Prezados amigos, sei que essa polêmica está atiçando a curiosidade de muitos. Vou fazer apenas algumas conjecturas a respeito do tema e lançar outras questões para estimular ainda mais a curiosidade de vocês.
Sobre a quebra do SSL/TLS, quem frequentou alguma turma comigo desde 2011 até hoje e puxar pela memória deve se lembrar que venho comentando e reiterando a insegurança das versões do TLS anteriores à 1.1. Na verdade, desde 2004 uma vulnerabilidade que poderia afetar implementações práticas inadequadas do modo de operação CBC é conhecida. Vou tentar especificar isso um pouco melhor.
Há duas maneiras básicas para se usar o CBC em um protocolo como o SSL ou o TLS, onde os arquivos ou mensagens trocadas entre um cliente e um servidor se comportam como um fluxo de bytes:
1) pode-se tratar cada mensagem como se fosse independente, gerar randomicante um novo vetor de inicialização (IV) e criptografar a mensagem seguinte até o fim do fluxo;
2) pode-se tratar as mensagens como se fossem concatenadas em um único objeto grande e apenas manter o estado CBC entre elas, ou seja, o IV para a próxima mensagem é o último bloco cifrado da mensagem anterior.
O SSLv3 e o TLS 1.0, por exemplo, empregam a segunda abordagem, que é reconhecidamente insegura.
Em setembro de 2011 foi apresentada por Juliano Rizzo e Thai Duong uma ferramenta chamada BEAST (Browser Exploit Against SSL/TLS) num congresso em Buenos Aires.
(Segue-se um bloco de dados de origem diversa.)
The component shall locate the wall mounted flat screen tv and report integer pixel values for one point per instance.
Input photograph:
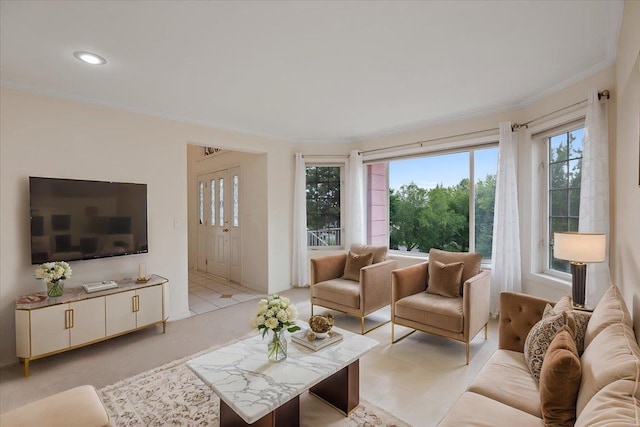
(76, 219)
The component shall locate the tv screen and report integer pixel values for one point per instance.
(75, 219)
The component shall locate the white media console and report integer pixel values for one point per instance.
(46, 326)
Ela representava uma prova de conceito sobre a exploração da vulnerabilidade acima citada. Segue abaixo um link contendo um vídeo demonstrativo dela em ação.
A partir daí, deu-se início a uma correria frenética dos administradores de redes para reconfigurarem seus servidores Web. A ideia era que eles utilizassem o RC4-128 ao invés de qualquer cifra de bloco, haja vista que o problema não residia em que algoritmo de bloco seria escolhido pelo SSL/TLS, mas no próprio modo de operação. A despeito de boa parte das conexões seguras hoje fazerem uso de versões posteriores ao TLS 1.0, boa parte ainda usa o RC4, fugindo talvez de qualquer nova surpresa como a anterior.
Toda essa discussão serve para dizer o seguinte: seria essa a única vulnerabilidade do SSL/TLS? Como o Thiago Arreguy bem destacou, há tempos comento em sala que as Criptoanálise Linear e Diferencial, publicadas em artigos acadêmicos no início da década de 1990, já eram conhecidas dos americanos quando da homologação do DES em 1977, ou seja, mais do que uma década antes do restante do mundo.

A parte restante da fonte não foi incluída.